The Matches

The session around this story invites the children to devise their own story- telling techniques and will allow them to explore the concept of ‘story’ itself.

Explain to the children that they will be given a special task this week: to tell a story to someone else. Explain that they could tell whichever story they like but, to make things easier for them, you are going to give them a ‘scary story’ to tell that shouldn’t be too difficult to remember. Make sure everyone is settled and ready for a story. You could dim the lights to help create an atmosphere before telling them The Matches.

Note: I first found this story in the introduction to Favourite Folktales From Around The World, edited by Jane Yolen (1987).
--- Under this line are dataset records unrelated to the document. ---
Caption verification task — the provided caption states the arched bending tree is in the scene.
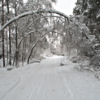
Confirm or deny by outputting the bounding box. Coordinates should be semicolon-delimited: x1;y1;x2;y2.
0;9;97;67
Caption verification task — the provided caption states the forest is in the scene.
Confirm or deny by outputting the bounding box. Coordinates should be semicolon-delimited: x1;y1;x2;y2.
0;0;100;69
0;0;100;100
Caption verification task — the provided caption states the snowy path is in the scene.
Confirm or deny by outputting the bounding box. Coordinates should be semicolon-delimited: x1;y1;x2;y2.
0;56;100;100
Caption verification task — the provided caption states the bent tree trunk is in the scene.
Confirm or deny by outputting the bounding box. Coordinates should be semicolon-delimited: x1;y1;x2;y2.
27;31;48;64
27;28;53;64
27;40;39;64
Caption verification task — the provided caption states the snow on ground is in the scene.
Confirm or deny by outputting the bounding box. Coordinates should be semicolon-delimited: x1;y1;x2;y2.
0;56;100;100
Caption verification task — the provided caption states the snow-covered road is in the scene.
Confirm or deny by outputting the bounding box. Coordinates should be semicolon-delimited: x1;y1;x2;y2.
0;56;100;100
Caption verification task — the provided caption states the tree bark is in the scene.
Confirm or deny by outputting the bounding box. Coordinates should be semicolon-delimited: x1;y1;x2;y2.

She says that the story was first reported by the collector Katharine Briggs. In Yolen’s book it is even shorter than mine:

‘He woke up frightened and reached for the matches, and the matches were put into his hand.’

I have made explicit what is only implicit for the benefit of a younger audience. You may want to refer to Yolen’s version when discussing whether it should have more description or less.

When they are ready, tell the children the following story in as lively and interesting a way as you can (without going over the top!):

The story

(I have marked in with a / the beginning, the middle and the end sections. You may want to use these for a later discussion. The children may not agree with this division.)

A long time ago there was a man who lived by himself in a big house. / One night, he awoke sweating and terrified, convinced there was someone else in the room with him. / He searched in the darkness for some matches with which to light a candle... and in the darkness, the matches were handed to him!

Task Question 1: Can anyone say back to the class what happened in the story?

This is not a storytelling task, just a plot-recall task to help embed the story in the minds of the children. You could extend this by asking them to turn to a partner and take it in turns to tell each other what happened in the story. They should correct each other and fill in any gaps. Even at this stage, some of them will naturally storytell. The next task is a storytelling activity.

Task Question 2: When you tell this story to someone, how can you tell it so that it will work really well?

In pairs or groups the children should be given a minute or two to think of different ways that they could tell the story effectively. Suggestions I have heard from some Year 3 (age seven to eight) classes have included:

  • Lower your tone.
  • Use more description.
  • Get a friend to make some sound effects while you tell it.
  • Turn it into a play.
  • Turn the lights down.
  • Use hand gestures.
  • Put pauses in.
  • Speed up at the exciting bit (‘He scrambled around for some matches to light a candle...’).
  • Turn it into a comedy (‘...and then his mother’s voice said, “Are you still up, you should be asleep!”’).
  • Give the story an ending. (This makes an excellent discussion point: does it have an ending?)

One very interesting suggestion was that you should say when it happened so that people would know that there were no electric lights, providing a reason to the listener for why he didn’t just switch the light on.

Whenever the children make a suggestion ask them to demonstrate it to the class. As the story is so short this should not be too difficult for them to do. If you want to make it solely a storytelling exercise then stipulate that they are not to change the story in any way. Whether it is a story and whether it can be improved can be a separate discussion.

Some of the above suggestions offered by the children are more contro- versial than others. It is often a good idea to engage the children in a discussion about the more controversial ones. If someone says ‘use more description’ or ‘give the story an ending’ ask the class what they think about this and allow different points of view to be voiced, for example: (Year 3) ‘It should have an ending because it’s boring if you don’t know what happens at the end.’ / ‘ It shouldn’t have an ending because it keeps people wondering about who or what is in the room and that’s more exciting.’ You could use an opportunity like this to explain a distinction between ‘an ending’ and ‘a conclusion’ (or ‘a finish’): The Matches clearly has an ending but it is inconclusive for dramatic reasons.

I offer some of my own basic hints for storytelling to the children (to add to their own, if they haven’t already said them):

  1. Split the story into three parts: a beginning, a middle and an end (not the same as ‘a finish’). Ask the children to say what these are in the story.
  2. Suggest that they try not to say ‘and then...’ between every sentence or event. Demonstrate this by telling the story with ‘and thens’ and then (!) telling it without them.
  3. Insert dramatic pauses between the three sections instead of saying ‘and then’.
  4. Try telling the story in lots of different ways to find out which way works best (list the suggestions the class has already made).

Leave them with the task of telling the story to others at home and then to report back to you the following week about how their storytelling went and about which storytelling method worked best with their audience. If they told a different story ask them to tell it to the class; avoid saying ‘perform it’ as this may put some off.